Es sind nicht die Worte, die zählen: Teil 2

Marcel Becker

by Marcel Becker

Story

Liebesbriefe

Die Zeit verging wie im Flug, und als die Dunkelheit die Stadt endgültig umhüllte, war der junge Schriftsteller sich nicht mehr sicher, ob er in ihren Worten, in ihrem Lächeln oder gar in der Art, wie sie ihn ansah, die Grenze zwischen Realität und Traum überschritt. „Es ist spät,“ murmelte sie schließlich, „ich sollte gehen.“

„Ein Moment, bitte,“ rief Emil, seine Stimme zitterte leicht. „Darf ich Ihnen nicht noch ein Kapitel anbieten? Oder vielleicht nur einen weiteren Satz meiner Geschichte?“

Sie lächelte, und in diesem Augenblick, der so flüchtig und doch so bedeutend war, wusste Emil, dass er sie nicht verlieren wollte. „Ein Kapitel ist nicht genug, Emil. Es sind die ungeschriebenen Seiten, die ich mir wünsche,“ flüsterte sie und ließ ihn mit einem intensiven Blick zurück, der in ihm eine Flamme entzündete und seine Seele aufs Tiefste erwärmte.
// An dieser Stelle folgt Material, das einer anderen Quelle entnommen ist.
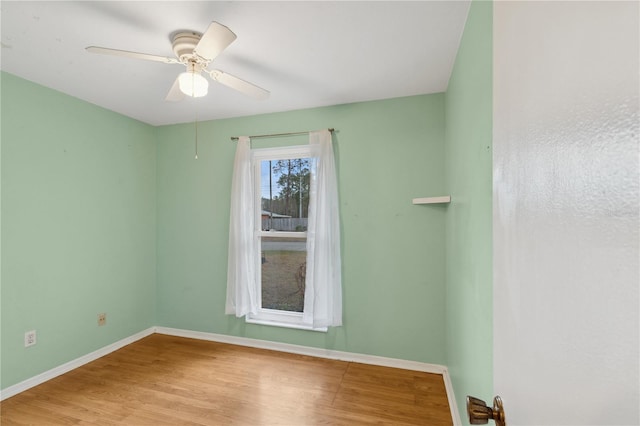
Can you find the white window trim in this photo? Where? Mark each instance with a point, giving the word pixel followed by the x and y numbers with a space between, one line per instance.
pixel 264 316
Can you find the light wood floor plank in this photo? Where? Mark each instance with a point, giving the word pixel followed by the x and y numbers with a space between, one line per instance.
pixel 166 380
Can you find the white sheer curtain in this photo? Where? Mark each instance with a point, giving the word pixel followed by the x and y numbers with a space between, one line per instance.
pixel 243 245
pixel 323 289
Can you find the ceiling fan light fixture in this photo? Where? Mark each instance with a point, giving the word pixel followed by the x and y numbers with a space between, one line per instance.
pixel 193 84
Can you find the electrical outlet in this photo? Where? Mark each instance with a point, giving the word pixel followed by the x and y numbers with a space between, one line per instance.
pixel 29 338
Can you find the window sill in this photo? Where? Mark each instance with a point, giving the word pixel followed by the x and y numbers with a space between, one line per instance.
pixel 275 323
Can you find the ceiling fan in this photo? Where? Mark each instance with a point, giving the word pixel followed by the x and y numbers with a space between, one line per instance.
pixel 195 51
Die Wochen vergingen, und Emil fand sich in einem ständigen Zustand der Erwartung und des Verlangens, immer wenn er an die kommenden Besuche dachte. Ihre Gespräche wurden zu seinem täglich Brot, zu seinem Licht in der Dunkelheit, seinem Stern am Nachthimmel bei jedem Blick aus dem kleinen Fenster über seinem Schreibtisch. Er schrieb mit einer Leidenschaft, die er nie zuvor gekannt hatte, und jede Zeile war ein Liebesbrief an sie, auch wenn sie es nicht wusste.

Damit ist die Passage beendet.